Reasoning callback never fires¶
Likely causes
- provider/model does not support native reasoning
use_native_reasoning=False- streaming disabled for the call path
Observability¶
At minimum:
- record
PlannerEvent(event_type="llm_call")latency and retry counts - record whether schema mode was requested (
json_schema_mode) and whether streaming was enabled - for incident debugging, log only redacted prompt/response summaries (not raw content)
Security / multi-tenancy notes¶
- Do not place API keys or credentials into
llm_context. - Prefer environment-variable based secrets and inject them into provider config at construction time (or via
tool_context-held factories). - Treat model/provider configuration as tenant-controlled only if you have explicit allowlists; otherwise it becomes an injection vector.
Runnable examples¶
Native LLM usage requires provider credentials. Minimal planner example:
from __future__ import annotations
from pydantic import BaseModel
from penguiflow import ModelRegistry, Node
from penguiflow.catalog import build_catalog, tool
from penguiflow.planner import ReactPlanner, ToolContext
class EchoArgs(BaseModel):
text: str
class EchoOut(BaseModel):
text: str
@tool(desc="Echo", side_effects="pure")
async def echo(args: EchoArgs, ctx: ToolContext) -> EchoOut:
del ctx
return EchoOut(text=args.text)
def build_planner() -> ReactPlanner:
registry = ModelRegistry()
registry.register("echo", EchoArgs, EchoOut)

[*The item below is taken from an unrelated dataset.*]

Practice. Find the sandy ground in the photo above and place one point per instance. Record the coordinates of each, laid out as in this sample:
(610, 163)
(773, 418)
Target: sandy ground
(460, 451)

catalog = build_catalog([Node(echo, name="echo")], registry)
return ReactPlanner(
llm={"model": "openai/gpt-4o"},
catalog=catalog,
use_native_llm=True,
json_schema_mode=True,
temperature=0.0,
)
Troubleshooting checklist¶
- Did you set
use_native_llm=True(otherwise the LiteLLM path is used)? - Are your model ids provider-qualified consistently (
openai/...,anthropic/..., etc.)? - Are you seeing schema downgrade logs (indicating provider incompatibility with the schema)?
- Are you relying on native reasoning content for behavior (don’t; it is observability-only)?